Mr Albright kissed Mrs Albright, who blushed red as the radishes, and at noon precisely the party rose as one to continue their celebrations by joining the fair.

Between Radcot’s neatly hedged fields was an awkwardly shaped piece of land that had fallen to common use. Today it contained stalls of all kinds and all sizes. Some of them were professional-looking affairs with awnings to protect the goods from the sun; others were no more than a tarpaulin spread upon the ground with wares set out upon it. There was stuff that a person might actually need – pitchers and bowls and beakers; cloth; knives and tools; skins – but there was just as much frippery designed to incite cravings. There were ribbons, sweet delicacies, kittens, trinkets of all sorts. Some of the traders carried goods in baskets. These wandered here and there, and each and every one declaimed the authenticity of his own wares and warned against the other crooks whose goods were counterfeit, expensive, and would break the minute the charlatan had packed up and gone. There were pipers and drummers and a one-man band, and as the fair-goers walked, they wandered into and out of the range of love songs, drinking songs and sentimental songs of loss and hardship. Sometimes they could hear two at once and the notes bumped into and fell over each other in their ear.
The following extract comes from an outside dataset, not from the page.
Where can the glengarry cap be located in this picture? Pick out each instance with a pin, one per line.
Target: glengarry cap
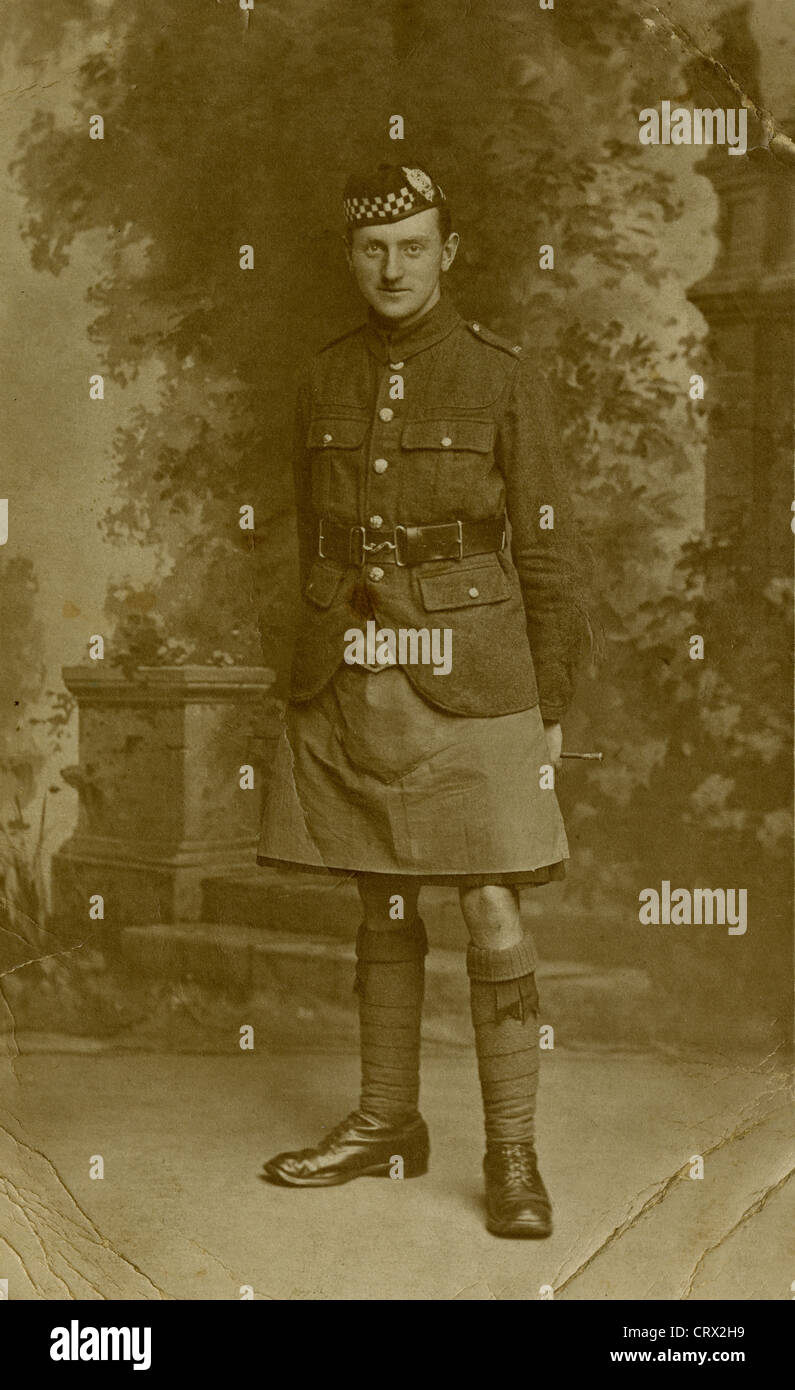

Mr and Mrs Vaughan walked along the river from Buscot Lodge to the field where the day’s festivities were to take place. They held one hand each of the child who swung between them. Helena was faintly irritable – she was disappointed, Vaughan thought, that the doctor’s prediction about the return of the girl’s speech had not turned out as she hoped – yet it was less her mood than his own that was casting a shadow over the day.

‘Are you sure about this?’ Anthony Vaughan asked his wife.

‘Why ever not?’

‘Will she be safe?’

‘Now we know it was only Lily White watching us – a poor, harmless creature – what is there to worry about?’

Vaughan frowned. ‘But that fellow who accosted Rita …’

‘That was months ago. Whoever he was, he can hardly try anything when we are surrounded by so many people who know us. Our own farmers and servants are here. Everyone from the Swan. They wouldn’t let anyone harm so much as a hair on her head.’

‘Do you really want to expose her to the pointing and the gossip?’

‘Dearest, we can’t keep her from the world for ever. There is so much to amuse a child here. She will adore the boat races. It would be cruelty to keep her away.’

Life had been so much better since the arrival of the child. Helena’s happiness had come as such a relief to him that it had brought a surge of joy to his own heart. Their renewed love was so like the first years of their marriage that it was possible to forget that the long chill of despair had ever been. They had buried the past to live in pleasure and delight. Yet now that the novelty of their new-found marital happiness had worn off, he was unable to pretend to himself that it rested on secure foundations. The child swinging between them, with her mute inscrutability, her colourless hair and her ever-changing eyes, was at once the cause of their happiness and a threat to it.